While preserving Ukrainian data is an important driver of this massive effort, perhaps more important is how this data is being used to help Ukraine’s people. For example, migrating information about educational degrees and university curricula from the Ministry of Education and Science helps thousands of students prove the validity of their education when applying for work or pursuing another degree. The effort also helps students continue with their final exams at the end of this school year, whether they are in Poland, Moldova, or Ukraine. Scientists across a multitude of disciplines are moving their research—representing decades of effort and data—to the cloud, so they can preserve and continue their work. In one case, AWS is supporting research to monitor air quality—specifically radiation levels—around nuclear power plants close to conflict zones in Ukraine.

An image of a crowd of people. There are Ukraine flags throughout the crowd and yellow and gold colors showing up on clothing and other items throughout.

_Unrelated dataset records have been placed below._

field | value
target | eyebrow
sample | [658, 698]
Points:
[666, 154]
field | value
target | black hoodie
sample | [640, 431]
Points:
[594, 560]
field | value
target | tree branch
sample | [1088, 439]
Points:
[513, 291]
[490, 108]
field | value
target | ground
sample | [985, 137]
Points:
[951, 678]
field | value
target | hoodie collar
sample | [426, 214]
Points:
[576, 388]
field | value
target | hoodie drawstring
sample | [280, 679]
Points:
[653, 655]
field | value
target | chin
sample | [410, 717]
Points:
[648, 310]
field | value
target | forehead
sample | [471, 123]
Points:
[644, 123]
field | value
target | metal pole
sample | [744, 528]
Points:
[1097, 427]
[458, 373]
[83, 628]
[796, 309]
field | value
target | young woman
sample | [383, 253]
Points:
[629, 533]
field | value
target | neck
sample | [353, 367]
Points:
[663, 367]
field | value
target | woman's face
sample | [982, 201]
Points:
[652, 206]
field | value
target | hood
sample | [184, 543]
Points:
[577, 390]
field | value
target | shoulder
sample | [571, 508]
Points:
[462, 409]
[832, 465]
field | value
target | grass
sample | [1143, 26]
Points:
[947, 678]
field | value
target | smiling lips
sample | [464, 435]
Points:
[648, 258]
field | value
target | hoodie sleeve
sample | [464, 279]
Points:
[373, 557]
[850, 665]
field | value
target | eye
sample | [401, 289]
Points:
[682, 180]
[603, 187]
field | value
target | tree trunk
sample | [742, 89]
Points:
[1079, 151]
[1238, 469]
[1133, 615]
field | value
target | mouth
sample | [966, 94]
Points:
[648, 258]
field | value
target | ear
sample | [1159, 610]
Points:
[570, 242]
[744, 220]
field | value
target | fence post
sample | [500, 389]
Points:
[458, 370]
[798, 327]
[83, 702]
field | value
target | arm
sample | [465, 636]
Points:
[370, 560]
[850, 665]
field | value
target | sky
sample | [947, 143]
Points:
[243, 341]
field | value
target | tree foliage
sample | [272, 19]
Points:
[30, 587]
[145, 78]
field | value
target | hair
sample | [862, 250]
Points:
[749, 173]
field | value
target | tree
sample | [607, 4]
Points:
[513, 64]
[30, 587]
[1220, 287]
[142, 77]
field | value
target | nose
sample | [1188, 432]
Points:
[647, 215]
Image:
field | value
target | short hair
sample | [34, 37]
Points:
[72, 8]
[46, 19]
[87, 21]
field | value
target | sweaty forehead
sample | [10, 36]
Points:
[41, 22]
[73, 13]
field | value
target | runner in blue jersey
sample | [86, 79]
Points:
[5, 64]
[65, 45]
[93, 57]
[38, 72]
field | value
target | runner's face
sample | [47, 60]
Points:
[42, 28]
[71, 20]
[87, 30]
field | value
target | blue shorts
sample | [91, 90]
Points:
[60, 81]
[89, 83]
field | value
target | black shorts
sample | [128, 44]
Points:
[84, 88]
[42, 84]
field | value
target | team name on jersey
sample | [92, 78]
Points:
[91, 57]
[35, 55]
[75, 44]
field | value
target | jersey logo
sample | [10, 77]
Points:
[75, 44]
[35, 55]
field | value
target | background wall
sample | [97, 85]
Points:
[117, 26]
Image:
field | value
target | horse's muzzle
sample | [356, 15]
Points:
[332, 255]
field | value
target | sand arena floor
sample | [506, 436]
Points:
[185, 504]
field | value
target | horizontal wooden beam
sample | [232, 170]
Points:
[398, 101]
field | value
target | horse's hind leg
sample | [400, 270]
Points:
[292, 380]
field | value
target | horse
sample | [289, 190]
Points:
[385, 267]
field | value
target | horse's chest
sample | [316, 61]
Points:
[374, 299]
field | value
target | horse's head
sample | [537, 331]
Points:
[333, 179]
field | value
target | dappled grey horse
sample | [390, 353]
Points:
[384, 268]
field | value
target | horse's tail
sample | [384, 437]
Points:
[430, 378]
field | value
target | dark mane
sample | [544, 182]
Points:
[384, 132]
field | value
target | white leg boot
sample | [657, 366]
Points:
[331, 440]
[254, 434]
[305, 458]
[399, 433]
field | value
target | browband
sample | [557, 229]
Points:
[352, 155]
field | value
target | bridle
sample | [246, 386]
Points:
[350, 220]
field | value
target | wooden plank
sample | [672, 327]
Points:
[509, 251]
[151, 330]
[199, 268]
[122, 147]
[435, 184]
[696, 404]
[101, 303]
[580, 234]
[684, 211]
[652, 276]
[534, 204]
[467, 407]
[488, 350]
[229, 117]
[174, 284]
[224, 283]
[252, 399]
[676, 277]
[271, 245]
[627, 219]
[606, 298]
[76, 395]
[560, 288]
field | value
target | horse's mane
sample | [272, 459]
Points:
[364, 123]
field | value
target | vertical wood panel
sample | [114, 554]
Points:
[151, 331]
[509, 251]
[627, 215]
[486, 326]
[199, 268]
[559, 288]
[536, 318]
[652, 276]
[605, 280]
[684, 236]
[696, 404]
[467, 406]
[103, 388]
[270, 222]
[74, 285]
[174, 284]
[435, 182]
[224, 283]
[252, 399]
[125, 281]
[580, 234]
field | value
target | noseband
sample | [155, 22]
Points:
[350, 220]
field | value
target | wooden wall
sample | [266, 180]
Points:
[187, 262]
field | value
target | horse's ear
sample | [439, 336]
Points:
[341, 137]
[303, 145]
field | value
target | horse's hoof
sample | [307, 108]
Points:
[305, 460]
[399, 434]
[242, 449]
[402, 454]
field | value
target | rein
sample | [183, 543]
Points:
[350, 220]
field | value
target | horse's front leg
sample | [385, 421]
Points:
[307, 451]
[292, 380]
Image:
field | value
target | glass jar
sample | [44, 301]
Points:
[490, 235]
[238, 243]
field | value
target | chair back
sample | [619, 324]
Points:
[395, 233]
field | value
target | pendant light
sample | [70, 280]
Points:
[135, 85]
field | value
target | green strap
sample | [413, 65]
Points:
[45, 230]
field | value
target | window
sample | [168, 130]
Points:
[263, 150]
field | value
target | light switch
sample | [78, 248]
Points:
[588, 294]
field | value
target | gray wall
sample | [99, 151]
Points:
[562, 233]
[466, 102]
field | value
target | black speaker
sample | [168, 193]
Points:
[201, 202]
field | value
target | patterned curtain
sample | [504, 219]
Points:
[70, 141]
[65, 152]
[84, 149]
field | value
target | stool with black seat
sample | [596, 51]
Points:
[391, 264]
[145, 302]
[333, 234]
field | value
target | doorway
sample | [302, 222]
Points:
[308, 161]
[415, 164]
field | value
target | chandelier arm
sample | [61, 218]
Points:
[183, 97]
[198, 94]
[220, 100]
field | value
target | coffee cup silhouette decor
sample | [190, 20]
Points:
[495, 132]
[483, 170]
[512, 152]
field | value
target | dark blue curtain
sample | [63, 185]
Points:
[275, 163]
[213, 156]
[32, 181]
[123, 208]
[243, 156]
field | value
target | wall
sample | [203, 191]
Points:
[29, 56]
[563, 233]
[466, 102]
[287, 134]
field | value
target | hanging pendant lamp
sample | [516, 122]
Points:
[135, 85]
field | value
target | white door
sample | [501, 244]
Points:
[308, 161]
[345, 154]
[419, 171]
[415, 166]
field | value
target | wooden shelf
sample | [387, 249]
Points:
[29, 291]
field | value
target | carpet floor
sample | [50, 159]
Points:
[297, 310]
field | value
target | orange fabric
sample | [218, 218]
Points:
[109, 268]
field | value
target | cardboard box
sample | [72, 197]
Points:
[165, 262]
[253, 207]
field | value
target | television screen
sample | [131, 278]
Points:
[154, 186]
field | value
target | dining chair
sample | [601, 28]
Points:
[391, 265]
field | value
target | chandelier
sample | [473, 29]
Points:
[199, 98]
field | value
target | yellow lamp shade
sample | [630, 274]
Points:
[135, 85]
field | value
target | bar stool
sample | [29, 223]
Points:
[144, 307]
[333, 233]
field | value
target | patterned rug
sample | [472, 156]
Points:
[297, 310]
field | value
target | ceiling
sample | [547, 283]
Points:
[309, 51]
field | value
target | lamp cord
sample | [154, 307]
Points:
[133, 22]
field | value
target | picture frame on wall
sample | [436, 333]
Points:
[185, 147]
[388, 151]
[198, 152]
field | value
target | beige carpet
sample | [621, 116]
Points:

The digitization of Ukraine’s Land Registry secures the continuity of the state. AWS helped the State Land Cadastre create an automated system that allows citizens to remotely access information such as property area, location, and profile. The preservation of this data is vital for both those who invested their life savings into property and for Ukraine’s future reconstruction. This work will help with rebuilding neighborhoods and entire cities as it provides a secure record of who owns what and where.

Private businesses have seen similar advantages. As the war unfolded, Ukraine’s largest private bank, PrivatBank, which serves 40% of the Ukrainian population, moved all its operations to the cloud. The bank’s technical team worked with AWS to securely migrate 270 applications and 4 petabytes of client data residing on 3,500 Ukraine-based servers, in less than 45 days. According to PrivatBank’s head of IT Mariusz Kaczmarek, the reason for the move was “to limit our dependence on hardware located in different regions across Ukraine from being destroyed during the war.” But when the war is over, Kaczmarek doesn’t see a reason to go back. “We intend to continue operating in this mode further on,” he said in a LinkedIn post. PrivatBank’s customers can now access their funds and the bank’s services online. While not precisely “business as usual,” they are conducting business, and the same is true for the Ukrainian government.

In partnership with Clean the World, Amazon employees around the world are coming together to support those displaced by the war

In spite of all the physical destruction, the government can serve its citizens. That has not been the case in many wars or natural disasters. When people and governments have started to rebuild, they’ve often been forced to do so almost from scratch. In that context it is why, in modern war, data has become both a target and vitally important to protect. All of this data that has been moved to the cloud describes the lives and the nation Ukrainians hope to reclaim and rebuild when the war is over.

“We used to assume that this is just how it is in war—everything gets destroyed and you have to rebuild from nothing,” said Liam Maxwell, director of the Government Transformation team in the AWS public sector business and a volunteer in AWS’s efforts to aid Ukraine. “But by migrating to the safety and security of the cloud, the government and its citizen services prevail.”

“From the day I began working with the AWS team, I have been impressed by their singular focus on helping the Ukrainian people and ensuring that our government can continue working despite external disruption,” said Vadym Prystaiko, Ukraine’s Ambassador to the United Kingdom. “What is also amazing is that, in responding to our immediate needs, we have never lost sight of the future, of building a better Ukraine augmented by new, cutting-edge cloud technologies."

AWS is honored to be working alongside the Ukrainian government and other private and public organizations to support the people of Ukraine. We will continue to aid the relief efforts and to bring our technical expertise and services to those who need them.